As ordens profissionais da saúde pedem um reforço do orçamento do SNS em 1,2 mil milhões de euros, para que o país se aproxime da percentagem média do PIB aplicado nesta área pelos outros países da OCDE. A despesa pública em saúde em percentagem do PIB diminuiu em Portugal nos últimos anos, assim como a sua fatia na despesa global do Estado. Em 2015, a saúde chegou a representar 15% da despesa pública. Em 2014 esta fatia baixou para 11,4%, quando a média na UE é de 15%. Os dados foram compilados no relatório Health System Review (HIT), um diagnóstico do sistema nacional de saúde comissariado pelo Observatório Europeu de Sistemas e Políticas de Saúde e apresentado na quinta-feira em Lisboa. Uma das estatísticas destacadas pelos autores, do Instituto de Higiene e Medicina Tropical da Universidade de Lisboa, foi o facto de, nos últimos anos, as famílias portuguesas estarem a suportar cada vez mais encargos em saúde, enquanto a parte do Estado diminuiu e é já das mais baixas da UE. Os portugueses já pagam diretamente 27,6% das despesas nacionais em saúde, enquanto o erário público assume 64,2% dos encargos. A média na Europa é as famílias contribuírem com 13% em pagamentos diretos e o Estado entrar com 76%.

O relatório conclui que existe consenso político, alargado a todos os partidos, de que o sistema de saúde se baseia no SNS, universal geral e tendencialmente gratuito. «Também é consensual a decisão sobre a expansão e melhoria dos cuidados primários e de cuidados continuados integrados. Por outras palavras, as diferenças e as disputas políticas não se centram no desenho geral do sistema de saúde, mas sim na forma como resolver os seus principais problemas».

Jorge Simões, ex-presidente da Entidade Reguladora da Saúde e coordenador do estudo, defendeu ao SOL que, neste sentido, o pacto tão reclamado na saúde já existe: é o próprio SNS. O perito não vê necessidade de mais documentos, mas de um reforço de orçamento acompanhado de uma estratégia que torne o sistema menos hospitalocêntrico e mais eficiente. Também Francisco Ramos, ex-secretário de Estado da Saúde socialista e presidente do IPO de Lisboa, diz que existe «um pacto implícito», que pode ser constatado nas políticas dos principais partidos. «Todos defendem o SNS».

Perceber como reorganizar os hospitais que mantêm o mesmo modelo de funcionamento há 50 anos é um dos desafios. Já quanto ao financiamento, Ramos rejeitou na apresentação do relatório HIT que seja «sério» pensar num aumento imediato de 1,2 mil milhões de euros, como pedem as ordens. «Ultrapassados os anos da troika, o financiamento vai tornar a crescer umas décimas acima da riqueza nacional, como acontecia até aqui». Constantino Sakellarides, ex-diretor geral da Saúde e consultor do ministro Adalberto Campos Fernandes, centra a sua análise do momento atual na incógnita europeia, que impõe demasiados constrangimentos ao país. Para Sakellarides, uma solução a esse nível é imprescindível.
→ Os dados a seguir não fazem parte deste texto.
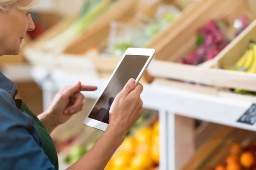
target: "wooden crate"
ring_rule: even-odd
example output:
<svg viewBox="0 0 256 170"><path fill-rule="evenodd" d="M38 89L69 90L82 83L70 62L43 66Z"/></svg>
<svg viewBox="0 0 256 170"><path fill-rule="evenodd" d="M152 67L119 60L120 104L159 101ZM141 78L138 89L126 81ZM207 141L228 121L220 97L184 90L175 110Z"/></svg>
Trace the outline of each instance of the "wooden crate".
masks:
<svg viewBox="0 0 256 170"><path fill-rule="evenodd" d="M151 75L158 77L190 81L218 87L238 88L256 91L254 74L223 70L218 68L234 63L244 52L248 39L255 37L256 21L236 37L213 59L197 66L178 63L181 55L186 55L195 45L195 32L210 19L224 21L231 25L241 14L256 17L256 2L250 0L205 0L198 12L180 26L156 48L156 59L148 69ZM238 10L239 9L239 10ZM217 66L216 66L217 65Z"/></svg>
<svg viewBox="0 0 256 170"><path fill-rule="evenodd" d="M163 0L165 1L164 0ZM159 1L161 1L160 0ZM203 5L204 2L193 2L188 0L173 0L168 1L169 3L174 4L178 6L180 9L182 10L182 13L178 20L174 22L164 31L160 33L158 35L150 40L145 45L143 48L154 48L157 44L159 43L168 35L171 34L172 31L175 29L178 28L179 26L183 23L185 22L187 19L195 11L198 10ZM120 2L121 3L121 2ZM125 3L128 3L126 2ZM139 10L141 10L140 4L137 1L133 2L132 1L128 3L129 6L125 6L125 8L127 8L127 6L129 6L130 8L134 8L136 9L134 7L138 6ZM150 15L154 12L152 8L155 8L157 6L149 6L147 8L144 8L144 11L150 11L148 12L148 15ZM122 8L124 8L124 6ZM123 11L120 8L120 10ZM129 22L128 21L132 20L134 19L135 14L136 14L136 10L130 10L129 11L129 16L125 15L122 16L119 15L119 18L116 18L115 20L117 21ZM110 11L110 12L111 12ZM116 11L115 13L116 14ZM117 14L116 14L117 15ZM103 20L102 19L102 20ZM93 27L92 26L92 28ZM96 28L96 27L95 27ZM76 55L79 55L81 53L84 52L87 49L89 49L90 47L94 44L97 44L100 46L101 48L106 48L107 45L107 40L109 34L110 30L110 26L109 23L106 23L104 26L99 28L94 33L89 34L88 33L85 33L84 35L81 36L79 39L72 43L70 45L67 47L64 51L64 53L75 54ZM99 33L99 32L100 33ZM60 60L64 60L64 57L60 59ZM76 57L76 56L74 56ZM78 57L78 56L77 56ZM81 56L83 57L83 56ZM84 56L83 56L84 57ZM97 55L95 57L90 59L90 62L93 63L95 66L95 68L97 71L99 76L104 77L109 77L112 72L116 66L119 61L120 57L116 57L113 56L102 56L101 55ZM60 62L61 62L61 61ZM74 63L74 65L79 64ZM154 78L149 75L148 72L146 72L143 75L143 76L141 80L142 82L150 83L154 80Z"/></svg>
Quanto ao pacto, só admite que seja possível se vier a centrar-se em algo concreto, como o financiamento ou, noutras áreas, a pobreza infantil, e não no sistema de saúde como um todo. «A dificuldade dos pactos é que os pactuantes têm de ser estáveis ao longo do tempo e os partidos políticos têm várias faces». Uma das ideias foi expressa na apresentação do relatório: se em tempos o PS foi apologista das parcerias público-privadas na saúde, neste executivo a palavra de ordem tornou-se internalizar a resposta.
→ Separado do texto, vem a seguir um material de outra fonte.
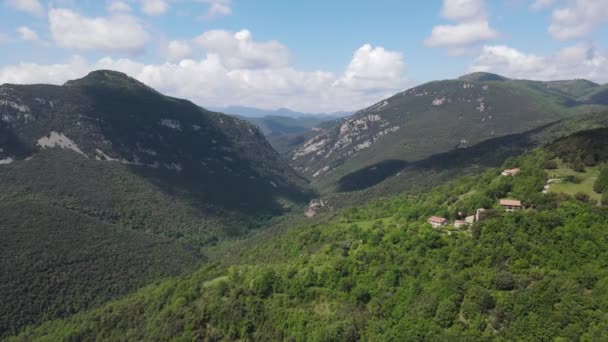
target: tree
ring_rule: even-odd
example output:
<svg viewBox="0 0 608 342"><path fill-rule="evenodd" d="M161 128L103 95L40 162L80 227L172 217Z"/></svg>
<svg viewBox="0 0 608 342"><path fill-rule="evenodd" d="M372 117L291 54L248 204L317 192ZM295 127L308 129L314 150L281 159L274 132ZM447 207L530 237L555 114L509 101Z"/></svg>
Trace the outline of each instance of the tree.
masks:
<svg viewBox="0 0 608 342"><path fill-rule="evenodd" d="M598 194L603 194L608 191L608 167L604 167L600 171L600 175L593 185L593 190Z"/></svg>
Segundo o SOL apurou, a tutela tem tentado promover alguns encontros entre parceiros em torno de um eventual compromisso nacional, mas algumas nuvens vão ensombrando o diálogo, como os atrasos nos pagamentos – as dívidas a fornecedores, por exemplo, têm estado a aumentar. No primeiro trimestre, os pagamentos em atraso nos hospitais subiram 157 milhões. Nesta fase, apesar das intenções e vontade do Presidente, não há um plano abrangente a ganhar forma. O dossiê poderá ser retomado mais tarde, depois das autárquicas.